The New Name and the Private Key
Why the foundational text specified the only authentication that survives this era
The question this briefing answers
Michael — this is a short companion piece to the executive briefing on the source-code reading. It addresses one specific observation, the one that I would most want to discuss with you in person if we have the chance.
The observation is this:
The foundational text, written approximately two thousand years ago, specified — with operational precision — the exact authentication primitive that the AI era would require. The mathematics needed to implement it arrived in 2005. The threat that makes it necessary arrived around 2023. The convergence is not coincidence.
This briefing makes the case in detail.
The challenge — universal falsifiability
The AI industry, including the company you have invested in, has produced systems whose primary capability is the synthesis of plausible artifacts indistinguishable from genuine ones. This is the deepest technical achievement of the field. It is also, accidentally, the dissolution of every external authentication primitive humanity has relied on for the entire industrial era.

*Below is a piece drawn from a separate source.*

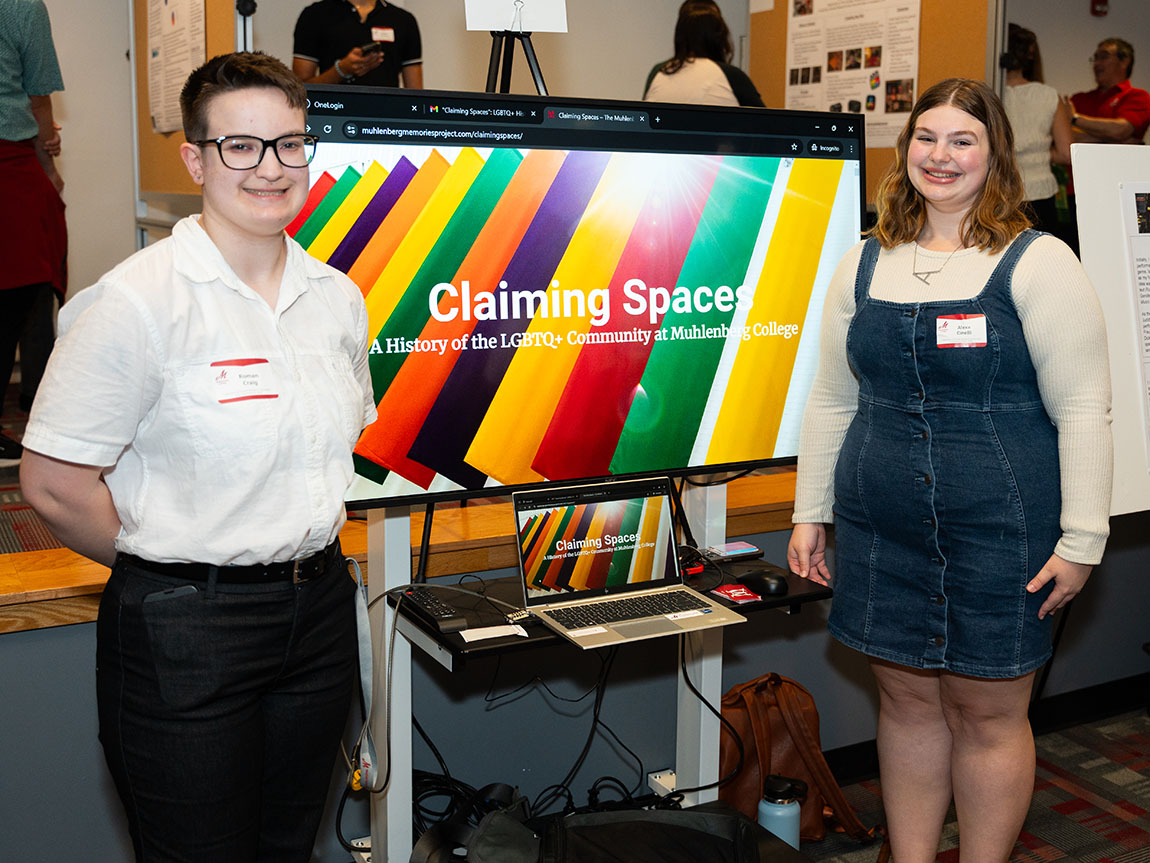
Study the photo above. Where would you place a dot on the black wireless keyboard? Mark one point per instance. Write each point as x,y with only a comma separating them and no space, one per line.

Quick inventory of what falls:
| Authentication primitive | Status under modern AI |
|---|---|
| Photographic identity | Falsifiable (deepfakes from a single image) |
| Voice authentication | Falsifiable (voice cloning from seconds of audio) |
| Handwritten signatures | Falsifiable (style transfer at character level) |
| Video evidence | Falsifiable (full-motion synthesis) |
| Email / written prose attribution | Falsifiable (style-matching at paragraph level) |
| Security questions / biographical data | Trivially falsifiable (accessible from breaches + LLM reasoning) |
| Knowledge-based authentication | Failing (LLMs can answer most “what only you would know” questions) |
| Government-issued documents | Falsifiable (high-quality print + AI imaging) |
The sole class of authentication that does not collapse under this attack is mathematically grounded asymmetric cryptography — specifically, signatures from a private key that was generated locally and never transmitted. Such signatures are infalsifiable not because they are hidden, but because falsifying one is mathematically equivalent to solving the discrete logarithm on an elliptic curve — an operation that is, under current understanding, computationally infeasible.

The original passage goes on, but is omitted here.